The Basics of Bioengineering

Soil bioengineering is a cost-effective alternative to conventional engineering relying on vegetation to stabilize erodible soils providing exceptional benefits to the habitat. As a frequent component of modern bioengineering designs, coir erosion control products provide natural erosion protection during the period of time it takes for the roots and shoots of native plants to colonize and stabilize stream banks, wetlands or hillside soils. The extended longevity of coir erosion control products provides adequate time for the development of a well-established root system which eventually offers long-term erosion protection. Thus, coir erosion control products have become an important tool in modern bioengineering.

Success with Bioengineering:
Often bioengineering techniques are used as an alternative to traditional hard armor methods. For example, rip rap banks can be replaced with well-designed, bioengineered stream banks at a lower cost and with better environmental benefits. Since such innovative techniques often receive increased scrutiny, quality design and implementation are necessary.
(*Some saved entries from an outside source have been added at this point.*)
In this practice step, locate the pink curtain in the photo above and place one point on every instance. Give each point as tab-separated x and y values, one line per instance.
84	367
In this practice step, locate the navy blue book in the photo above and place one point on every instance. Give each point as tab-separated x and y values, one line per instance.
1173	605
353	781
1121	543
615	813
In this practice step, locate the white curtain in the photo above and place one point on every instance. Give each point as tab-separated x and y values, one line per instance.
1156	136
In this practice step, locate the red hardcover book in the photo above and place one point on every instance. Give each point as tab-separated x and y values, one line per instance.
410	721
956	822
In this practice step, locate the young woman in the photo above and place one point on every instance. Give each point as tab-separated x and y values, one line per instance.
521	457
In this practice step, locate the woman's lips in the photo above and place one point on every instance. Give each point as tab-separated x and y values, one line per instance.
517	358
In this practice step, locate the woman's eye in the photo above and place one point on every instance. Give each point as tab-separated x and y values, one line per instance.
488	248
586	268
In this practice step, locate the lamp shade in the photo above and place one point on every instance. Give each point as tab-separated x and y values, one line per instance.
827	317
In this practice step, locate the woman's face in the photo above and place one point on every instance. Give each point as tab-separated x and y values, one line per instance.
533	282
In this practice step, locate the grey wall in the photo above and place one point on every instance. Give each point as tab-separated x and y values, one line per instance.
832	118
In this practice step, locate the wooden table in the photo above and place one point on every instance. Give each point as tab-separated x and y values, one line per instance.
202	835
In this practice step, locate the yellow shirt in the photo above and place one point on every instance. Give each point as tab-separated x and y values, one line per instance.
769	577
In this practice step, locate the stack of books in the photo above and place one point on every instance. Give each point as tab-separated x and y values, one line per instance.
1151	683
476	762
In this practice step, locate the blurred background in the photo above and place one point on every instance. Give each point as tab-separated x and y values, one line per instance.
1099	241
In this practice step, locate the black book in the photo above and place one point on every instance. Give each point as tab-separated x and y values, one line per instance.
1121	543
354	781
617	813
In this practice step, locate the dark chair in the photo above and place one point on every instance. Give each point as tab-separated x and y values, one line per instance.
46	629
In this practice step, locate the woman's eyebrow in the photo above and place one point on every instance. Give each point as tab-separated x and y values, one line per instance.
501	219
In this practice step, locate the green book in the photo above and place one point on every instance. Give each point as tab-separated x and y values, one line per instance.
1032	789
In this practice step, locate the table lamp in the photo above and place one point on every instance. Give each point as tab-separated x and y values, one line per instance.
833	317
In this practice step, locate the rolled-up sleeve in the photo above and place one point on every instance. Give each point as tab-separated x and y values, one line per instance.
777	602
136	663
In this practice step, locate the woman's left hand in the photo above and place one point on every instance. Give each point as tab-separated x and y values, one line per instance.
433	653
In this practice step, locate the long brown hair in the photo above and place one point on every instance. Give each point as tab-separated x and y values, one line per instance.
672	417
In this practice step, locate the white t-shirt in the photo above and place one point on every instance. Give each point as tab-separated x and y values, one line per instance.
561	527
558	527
A few generalizations regarding success with bioengineering are given below:

  • An ideal design team should consist of experts in various disciplines including engineering, plant ecology, hydrology and earth work.
  • Ensure that plant roots and shoots will replace the structural function of erosion control products by the time fabrics weaken and degrade.
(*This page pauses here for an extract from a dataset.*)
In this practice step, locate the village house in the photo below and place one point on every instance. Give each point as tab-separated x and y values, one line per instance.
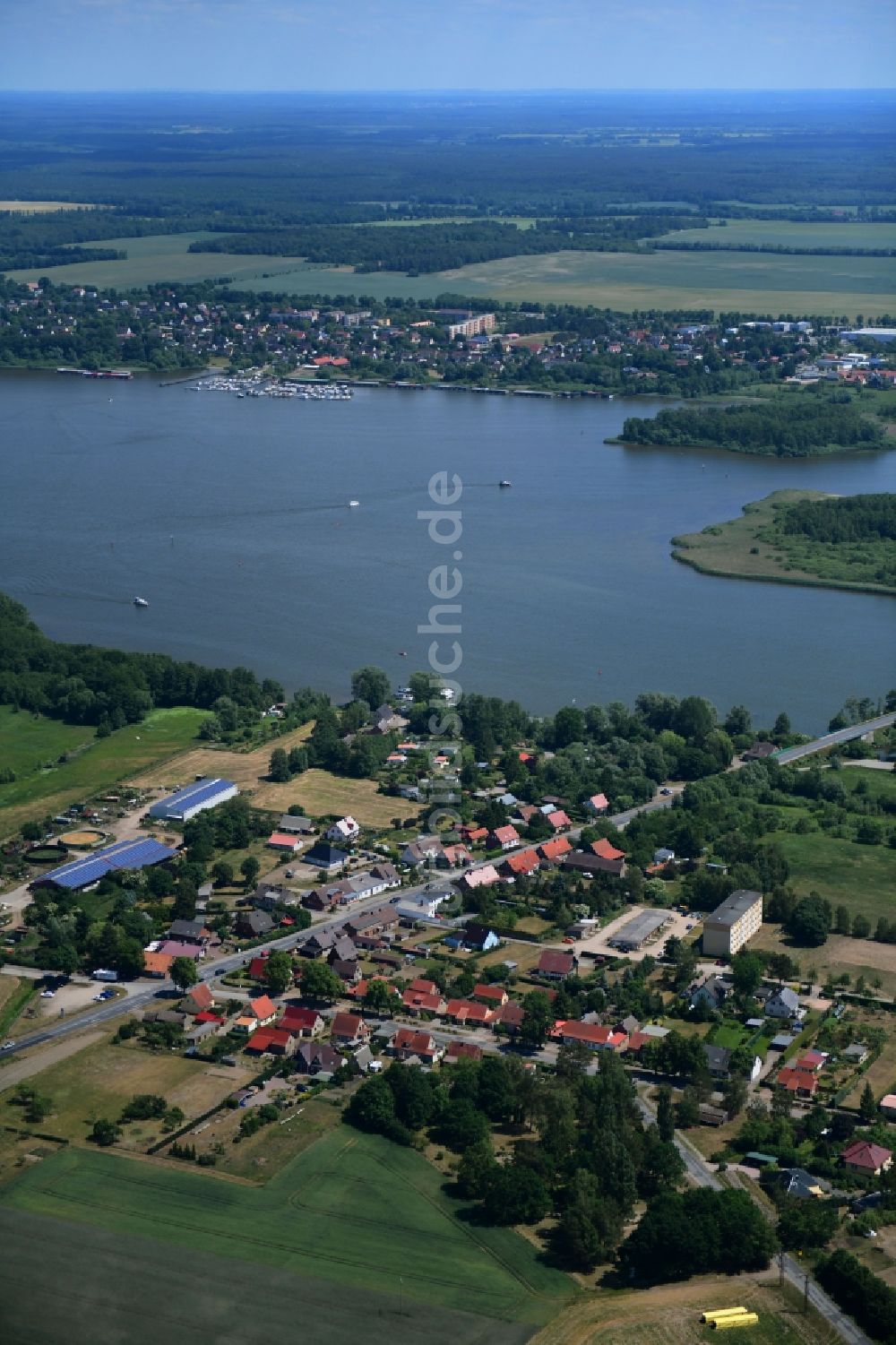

  • Consider how the local climate and site conditions will affect plant growth rate and erosion control product degradation rate.
  • Material installation can be the weak point of a project, even if the best materials are used. Consider the importance of secure staking, adequate fabric overlap, key trenching, skilled construction supervision and aggressive revegetation plans.
  • Depending on the type of project, It is important to understand the inundation durations, mechanisms of hill slope and stream banks failure, the depth to water table, soil compaction, planting densities, post-project land use, as well as the benefits of monitoring and maintenance.
  • Understand the limitations of the erosion control product or the technique.